Almost immediately after the end of World War II, the United Nations issued the Universal Declaration of Human Rights at its General Assembly on December 10, 1948. Seventy-five years have passed since this Declaration, which has served to safeguard that most sacred of all human rights: the right to be treated as a dignified human being without any discrimination and to a guaranteed right to life, regardless of skin color, nationality, social and economic status, sex, religion, political opinion, or any other condition.
Today the world in general is shaken by wars. Painful ones like the Israeli massacre of Palestinian people, and silent (or ignored) wars like those in the Sudan, Ukraine, or Russia.
In these 75 years, more people have been killed in local, national, and international conflicts than in WWI and WWII. This situation can only be compared to the shameful trade and enslavement of African people which the World Conference against Racism (WCAR) declared a crime against humanity during its 2001 meeting in Durban, South Africa.
Current status of Afrodescendants in Latin America
International economic analysis organizations such as the Inter American Development Bank (IDB), World Bank, and United Nations Economic Commission for Latin America and the Caribbean (ECLAC), all concur that in Latin America there are more than 100 million Afrodescendants. “The progressive inclusion of ethno-racial self-identification questions in population and housing censuses now provides answers to the most elementary questions: how many people are of African descent and where are they?” ECLAC noted in its “Afrodescendants
and the matrix of social inequality in Latin America” report, published in 2021. “These data are crucial, not just as basic inputs for public policy and planning but also because they serve to confirm the existence of the Afrodescendent population and make it visible to States and societies that deny its existence. Based on available census figures, Latin America’s estimated Afrodescendent population is currently 134 million people, accounting for 21% of the region’s total population.”

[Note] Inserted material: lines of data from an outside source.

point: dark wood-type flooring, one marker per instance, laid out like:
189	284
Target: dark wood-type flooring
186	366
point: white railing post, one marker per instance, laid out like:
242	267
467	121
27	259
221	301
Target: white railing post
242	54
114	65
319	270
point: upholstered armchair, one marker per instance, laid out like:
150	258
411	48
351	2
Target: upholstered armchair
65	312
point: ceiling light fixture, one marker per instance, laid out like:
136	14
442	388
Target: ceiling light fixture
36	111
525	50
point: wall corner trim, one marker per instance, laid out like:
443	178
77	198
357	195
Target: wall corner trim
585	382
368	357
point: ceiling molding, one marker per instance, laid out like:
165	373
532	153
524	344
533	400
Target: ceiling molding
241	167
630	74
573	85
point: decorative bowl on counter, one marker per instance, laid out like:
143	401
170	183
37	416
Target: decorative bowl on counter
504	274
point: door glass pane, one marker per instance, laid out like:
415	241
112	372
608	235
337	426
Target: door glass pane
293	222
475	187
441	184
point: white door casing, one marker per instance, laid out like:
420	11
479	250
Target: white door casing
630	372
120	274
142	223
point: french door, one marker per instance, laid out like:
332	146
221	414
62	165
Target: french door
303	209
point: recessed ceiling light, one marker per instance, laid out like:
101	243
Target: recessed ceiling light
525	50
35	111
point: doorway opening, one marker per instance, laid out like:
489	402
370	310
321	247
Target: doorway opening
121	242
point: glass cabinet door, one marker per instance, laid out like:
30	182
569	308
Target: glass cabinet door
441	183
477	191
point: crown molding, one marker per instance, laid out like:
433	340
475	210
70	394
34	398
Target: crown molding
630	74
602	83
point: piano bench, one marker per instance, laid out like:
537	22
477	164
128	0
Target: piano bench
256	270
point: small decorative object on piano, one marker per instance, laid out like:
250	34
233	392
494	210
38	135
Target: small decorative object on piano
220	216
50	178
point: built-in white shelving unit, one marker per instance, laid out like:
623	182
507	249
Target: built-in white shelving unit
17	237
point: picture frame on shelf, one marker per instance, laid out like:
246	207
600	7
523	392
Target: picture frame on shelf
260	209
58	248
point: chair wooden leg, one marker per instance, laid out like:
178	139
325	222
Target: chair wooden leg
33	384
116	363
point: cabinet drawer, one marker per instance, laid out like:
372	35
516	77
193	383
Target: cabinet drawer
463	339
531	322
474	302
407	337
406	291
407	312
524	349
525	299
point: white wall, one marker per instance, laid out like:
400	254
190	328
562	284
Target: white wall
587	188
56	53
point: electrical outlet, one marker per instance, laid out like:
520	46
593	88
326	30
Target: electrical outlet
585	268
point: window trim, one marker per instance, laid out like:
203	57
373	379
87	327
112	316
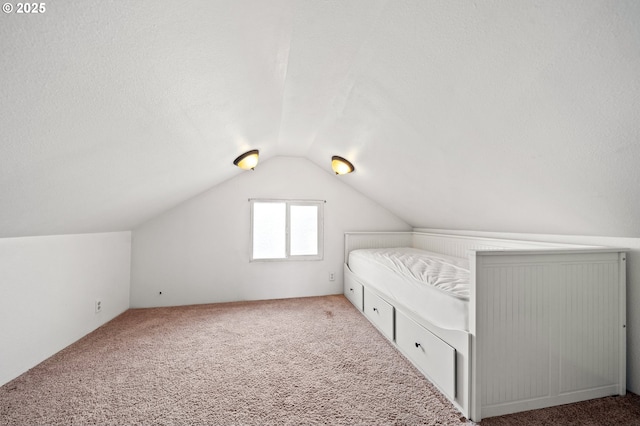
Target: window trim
288	255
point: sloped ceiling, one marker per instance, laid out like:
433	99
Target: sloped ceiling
515	116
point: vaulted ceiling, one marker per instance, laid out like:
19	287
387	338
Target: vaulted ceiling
518	116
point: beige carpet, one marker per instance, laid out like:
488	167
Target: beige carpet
296	361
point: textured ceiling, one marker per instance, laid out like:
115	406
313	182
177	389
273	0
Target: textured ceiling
518	116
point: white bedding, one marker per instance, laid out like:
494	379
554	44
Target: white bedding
432	285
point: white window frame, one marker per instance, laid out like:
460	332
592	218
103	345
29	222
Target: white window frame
288	255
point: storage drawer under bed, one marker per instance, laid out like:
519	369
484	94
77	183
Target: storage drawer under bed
353	290
433	356
379	312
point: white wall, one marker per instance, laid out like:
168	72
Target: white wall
633	284
199	251
48	289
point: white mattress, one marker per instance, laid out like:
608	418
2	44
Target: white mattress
432	285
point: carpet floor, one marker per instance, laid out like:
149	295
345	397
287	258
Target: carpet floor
294	361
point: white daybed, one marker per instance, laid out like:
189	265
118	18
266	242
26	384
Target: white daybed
541	324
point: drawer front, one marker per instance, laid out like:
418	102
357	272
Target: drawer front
434	357
379	312
353	291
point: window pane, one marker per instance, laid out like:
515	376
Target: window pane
269	230
304	230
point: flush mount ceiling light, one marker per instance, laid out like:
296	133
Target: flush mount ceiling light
248	160
341	166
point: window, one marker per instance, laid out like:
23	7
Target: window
286	230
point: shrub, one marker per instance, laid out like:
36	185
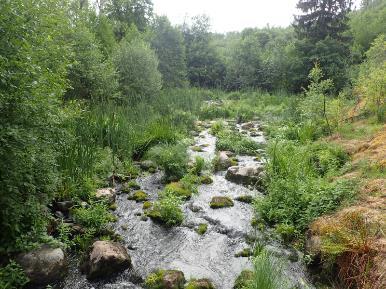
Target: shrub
236	142
172	158
267	273
297	191
12	276
95	217
137	67
167	210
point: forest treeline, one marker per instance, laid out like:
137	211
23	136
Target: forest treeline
85	87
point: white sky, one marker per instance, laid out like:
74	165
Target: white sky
231	15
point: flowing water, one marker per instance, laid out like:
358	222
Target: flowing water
211	255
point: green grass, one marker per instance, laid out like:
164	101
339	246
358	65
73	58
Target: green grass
167	210
267	273
299	185
236	142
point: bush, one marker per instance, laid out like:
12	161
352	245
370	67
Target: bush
167	210
137	67
173	159
95	217
236	142
12	276
298	191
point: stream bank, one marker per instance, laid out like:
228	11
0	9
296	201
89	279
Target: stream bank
211	255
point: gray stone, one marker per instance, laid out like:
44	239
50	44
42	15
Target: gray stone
245	175
108	193
44	265
106	259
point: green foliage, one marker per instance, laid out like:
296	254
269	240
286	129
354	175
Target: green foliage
298	188
167	210
367	23
205	67
202	228
173	159
12	276
94	217
236	142
137	67
33	63
267	273
90	76
372	78
169	47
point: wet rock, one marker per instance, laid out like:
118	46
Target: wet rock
248	199
221	202
44	265
106	259
139	196
148	165
206	180
248	125
169	279
130	186
246	252
197	149
195	208
224	161
313	244
243	279
107	193
59	215
200	284
245	175
173	279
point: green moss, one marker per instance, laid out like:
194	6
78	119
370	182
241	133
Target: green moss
113	207
197	149
200	284
139	196
147	205
130	186
206	180
178	189
202	228
156	280
221	202
246	252
243	279
245	199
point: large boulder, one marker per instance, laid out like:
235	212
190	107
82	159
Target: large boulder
245	175
200	284
106	258
173	279
44	265
108	194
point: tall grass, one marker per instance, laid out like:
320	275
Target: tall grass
267	273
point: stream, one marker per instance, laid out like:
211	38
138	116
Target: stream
211	255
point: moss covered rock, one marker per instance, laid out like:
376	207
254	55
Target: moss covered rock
200	284
165	279
243	279
139	196
246	252
206	180
178	189
221	202
147	205
130	186
202	228
245	199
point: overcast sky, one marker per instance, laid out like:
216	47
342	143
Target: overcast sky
231	15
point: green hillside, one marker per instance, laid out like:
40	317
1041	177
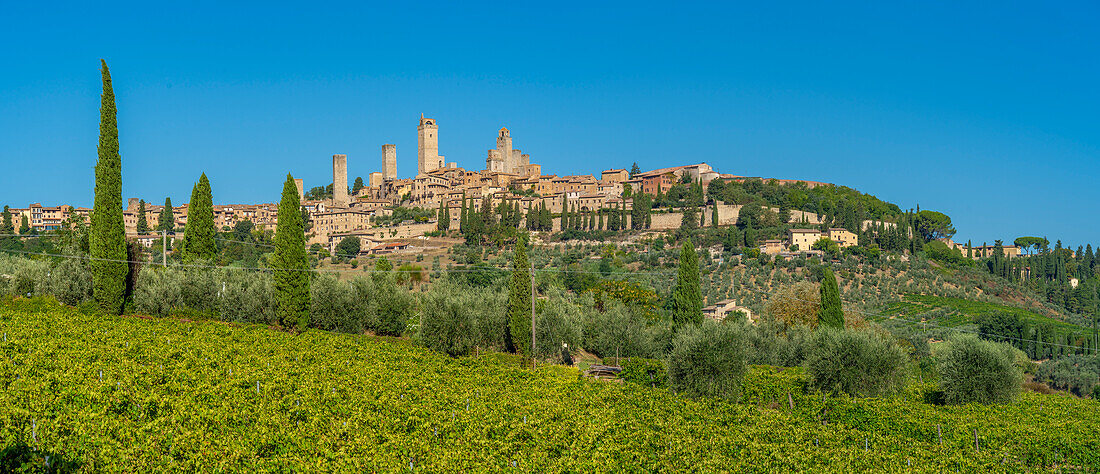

Afrodescendent organizations have regularly challenged the census counts of their populations in several countries. They have claimed that their community populations are underreported. ECLAC acknowledges that census statistics have been shown to change when Latin American Black communities are properly educated about their heritage and critically evaluated. “In seven countries in the region, it is possible to compare the census figures for the 2000s with the census figures for the 2010s,” ECLAC’s report notes. “In six of these countries, the Afrodescendent population has increased, in both absolute and relative terms, at a higher growth rate than that of the national population (Brazil, Costa Rica, Cuba, Guatemala, Ecuador, and Honduras, the exception being Colombia). Although fertility and mortality are the main components of a country’s population growth, they fail to explain the high growth of the Afrodescendent population between one census and the next because, although the fertility rate among Afrodescendants tends to be higher than among the rest of the population, it is still relatively low. Thus, a significant part of this growth has to be the result of increased Afrodescendent self-identification, which itself reflects the mobilization and growing political role of the Afrodescendent population whose demands are emerging from the democratic recovery.”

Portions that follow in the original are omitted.